Оля уходила от пункта обмена валюты, как слепая, натыкалась на встречных, пальто ее было расстегнуто, словно хранило надежду на возврат утерянного и выражало готовность к этому, шапку несла в руках, невольно ощупывая пальцами каждый ее шовчик.
Возврата нет.
«Возврата нет, — говорила она себе. — Он подумает, что я воровка…»
Шла к метрополитену, считая в уме, как в кошельке, хватит ли ей мелочи, чтобы уехать в свой пригород, в прабабушкину однокомнатную квартиру. А там… Что там — Оля думать боялась.
А там — погреб с могильной мглой.
«А там — церковь», — сказал ей отцовский голос.
«Церковь? — спросила себя Оля. — Но я ни разу не входила в церковь… Мне страшно, я их всех боюсь, этих старух… Боюсь смотреть… Платки… Покойники… Зачем?»
Но в памяти уже возник образ синего церковного купола за лоскутным мысом красно-зеленого леса, к рубежу которого и подходили деревенские огороды. Прабабушку переселили некогда в панельную пятиэтажку нового поселка, а огородец и погреб остались там, километрах в полутора от места ее нового бытования. И погребена прабабушка на старом кладбище, у той самой церковки, где Оля ни разу не была. Она видела прабабушку только на фотографиях, которые казались ей комичными, а люди на них — тоже никогда не бывшими. Картинки с выставки, облигации, спичечные этикетки.
— Что случилось, барышня? Почему тушь плывет? — едва не щекотнув Олину щеку бородой, поинтересовался попутчик, сидевший справа.
— Деньги потеряла, — отвернулась Оля к вагонному окну. — Или украли… Не знаю…

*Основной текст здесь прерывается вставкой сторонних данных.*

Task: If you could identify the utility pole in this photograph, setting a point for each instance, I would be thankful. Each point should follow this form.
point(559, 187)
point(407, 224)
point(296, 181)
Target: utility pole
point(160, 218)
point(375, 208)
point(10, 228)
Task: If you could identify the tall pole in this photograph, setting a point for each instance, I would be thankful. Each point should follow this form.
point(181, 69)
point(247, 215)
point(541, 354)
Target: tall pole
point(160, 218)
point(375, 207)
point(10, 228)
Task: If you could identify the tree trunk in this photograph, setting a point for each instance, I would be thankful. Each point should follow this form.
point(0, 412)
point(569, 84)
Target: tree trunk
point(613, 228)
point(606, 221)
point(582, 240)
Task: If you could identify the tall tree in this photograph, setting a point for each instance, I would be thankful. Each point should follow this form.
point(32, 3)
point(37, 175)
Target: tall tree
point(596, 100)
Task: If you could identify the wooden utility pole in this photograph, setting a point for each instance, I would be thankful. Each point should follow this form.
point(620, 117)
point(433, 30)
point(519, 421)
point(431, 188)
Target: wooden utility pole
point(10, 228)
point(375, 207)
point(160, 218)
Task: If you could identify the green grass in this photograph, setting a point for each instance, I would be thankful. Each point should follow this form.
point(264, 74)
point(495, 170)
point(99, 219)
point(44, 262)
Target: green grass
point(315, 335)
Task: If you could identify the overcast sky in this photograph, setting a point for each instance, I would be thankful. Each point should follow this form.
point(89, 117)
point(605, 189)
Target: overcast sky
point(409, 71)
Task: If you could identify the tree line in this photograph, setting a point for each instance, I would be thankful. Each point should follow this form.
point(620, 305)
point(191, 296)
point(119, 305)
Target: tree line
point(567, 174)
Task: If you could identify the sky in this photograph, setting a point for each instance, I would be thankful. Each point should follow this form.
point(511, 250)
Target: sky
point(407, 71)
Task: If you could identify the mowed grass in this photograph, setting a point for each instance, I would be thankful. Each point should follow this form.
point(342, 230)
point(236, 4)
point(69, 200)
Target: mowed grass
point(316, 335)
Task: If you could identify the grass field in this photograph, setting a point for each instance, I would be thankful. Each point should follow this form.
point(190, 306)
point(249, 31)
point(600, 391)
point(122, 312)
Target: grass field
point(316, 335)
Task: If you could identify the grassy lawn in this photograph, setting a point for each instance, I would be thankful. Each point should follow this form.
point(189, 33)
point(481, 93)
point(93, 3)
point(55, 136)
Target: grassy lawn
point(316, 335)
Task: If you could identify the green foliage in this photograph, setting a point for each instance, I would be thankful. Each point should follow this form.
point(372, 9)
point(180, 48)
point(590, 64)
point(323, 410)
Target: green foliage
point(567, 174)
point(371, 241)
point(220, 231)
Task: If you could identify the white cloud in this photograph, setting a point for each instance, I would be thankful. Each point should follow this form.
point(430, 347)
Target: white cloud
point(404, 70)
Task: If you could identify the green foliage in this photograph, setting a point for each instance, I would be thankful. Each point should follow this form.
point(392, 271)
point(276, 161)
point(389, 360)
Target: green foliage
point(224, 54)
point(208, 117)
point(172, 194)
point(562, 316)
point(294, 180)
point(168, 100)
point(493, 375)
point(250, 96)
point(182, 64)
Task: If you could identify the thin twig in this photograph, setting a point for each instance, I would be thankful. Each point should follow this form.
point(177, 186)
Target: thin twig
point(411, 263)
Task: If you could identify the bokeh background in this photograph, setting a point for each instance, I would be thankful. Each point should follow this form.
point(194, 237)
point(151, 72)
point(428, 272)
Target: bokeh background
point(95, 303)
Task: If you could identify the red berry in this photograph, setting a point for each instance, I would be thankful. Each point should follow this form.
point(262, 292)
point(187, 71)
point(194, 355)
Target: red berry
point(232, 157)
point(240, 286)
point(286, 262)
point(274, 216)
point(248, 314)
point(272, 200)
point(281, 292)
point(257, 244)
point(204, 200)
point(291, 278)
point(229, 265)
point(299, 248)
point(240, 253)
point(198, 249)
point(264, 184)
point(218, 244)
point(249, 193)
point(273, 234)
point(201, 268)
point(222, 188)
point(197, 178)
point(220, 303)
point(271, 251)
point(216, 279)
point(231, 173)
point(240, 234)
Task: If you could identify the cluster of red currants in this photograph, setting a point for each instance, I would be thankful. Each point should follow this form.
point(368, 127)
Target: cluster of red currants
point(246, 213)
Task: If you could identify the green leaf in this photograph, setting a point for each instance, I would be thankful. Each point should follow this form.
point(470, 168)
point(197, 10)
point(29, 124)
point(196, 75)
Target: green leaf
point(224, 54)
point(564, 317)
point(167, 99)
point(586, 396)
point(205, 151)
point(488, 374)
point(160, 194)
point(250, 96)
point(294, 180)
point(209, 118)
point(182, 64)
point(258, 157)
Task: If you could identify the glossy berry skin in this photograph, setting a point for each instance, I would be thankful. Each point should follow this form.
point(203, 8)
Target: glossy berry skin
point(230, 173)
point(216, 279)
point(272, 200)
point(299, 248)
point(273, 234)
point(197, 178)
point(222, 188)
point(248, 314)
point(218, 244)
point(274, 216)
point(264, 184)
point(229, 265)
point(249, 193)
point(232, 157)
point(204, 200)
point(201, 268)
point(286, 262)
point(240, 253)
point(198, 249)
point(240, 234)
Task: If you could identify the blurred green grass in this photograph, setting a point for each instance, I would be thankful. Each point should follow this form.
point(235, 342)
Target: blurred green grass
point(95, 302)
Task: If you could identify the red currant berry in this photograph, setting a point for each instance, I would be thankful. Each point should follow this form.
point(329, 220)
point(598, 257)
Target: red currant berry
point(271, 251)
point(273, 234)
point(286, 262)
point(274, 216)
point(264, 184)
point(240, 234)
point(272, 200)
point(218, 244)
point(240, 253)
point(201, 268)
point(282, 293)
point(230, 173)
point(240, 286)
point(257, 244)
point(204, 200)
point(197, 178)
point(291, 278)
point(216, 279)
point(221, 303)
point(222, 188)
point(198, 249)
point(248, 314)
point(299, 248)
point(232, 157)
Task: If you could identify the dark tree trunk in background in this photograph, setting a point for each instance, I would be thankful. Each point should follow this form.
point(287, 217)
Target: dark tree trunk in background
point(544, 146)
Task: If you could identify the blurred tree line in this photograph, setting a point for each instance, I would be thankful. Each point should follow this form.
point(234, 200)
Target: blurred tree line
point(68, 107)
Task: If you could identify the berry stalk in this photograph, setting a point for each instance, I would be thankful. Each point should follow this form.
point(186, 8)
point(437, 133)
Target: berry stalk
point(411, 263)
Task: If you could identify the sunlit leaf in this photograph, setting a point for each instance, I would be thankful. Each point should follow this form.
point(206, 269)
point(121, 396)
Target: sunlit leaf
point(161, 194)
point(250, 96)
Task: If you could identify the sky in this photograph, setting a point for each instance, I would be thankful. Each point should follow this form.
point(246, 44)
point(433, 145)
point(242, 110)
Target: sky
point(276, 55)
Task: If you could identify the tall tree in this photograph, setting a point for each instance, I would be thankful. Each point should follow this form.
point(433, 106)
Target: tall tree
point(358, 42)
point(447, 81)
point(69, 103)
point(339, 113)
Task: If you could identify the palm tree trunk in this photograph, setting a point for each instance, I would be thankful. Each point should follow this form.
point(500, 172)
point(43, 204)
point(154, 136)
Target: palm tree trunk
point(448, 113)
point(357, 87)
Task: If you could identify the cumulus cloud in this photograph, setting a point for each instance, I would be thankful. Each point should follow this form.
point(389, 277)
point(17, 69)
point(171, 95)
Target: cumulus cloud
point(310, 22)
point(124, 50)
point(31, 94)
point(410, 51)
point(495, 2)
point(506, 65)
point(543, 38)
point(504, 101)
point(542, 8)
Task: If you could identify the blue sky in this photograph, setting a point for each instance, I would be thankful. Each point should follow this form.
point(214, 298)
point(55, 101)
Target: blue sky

Мужчина ловко пересел визави — в вагон пригородной еще не всыпалось запредельного обычного, того, что называют человеческим ломом истории, — и спросил, ловя взгляд Оли:
— И много? Не смогу ли я помочь?
— Триста… — все еще глядя в окно на то, как вползает с улицы в вагон людская змейка, отвечала Оля. Боковым зрением она уловила неспешное копошение руки собеседника в нагрудном кармане пальто, услышала особенный шелест бумажных денег, увидела их перед собой.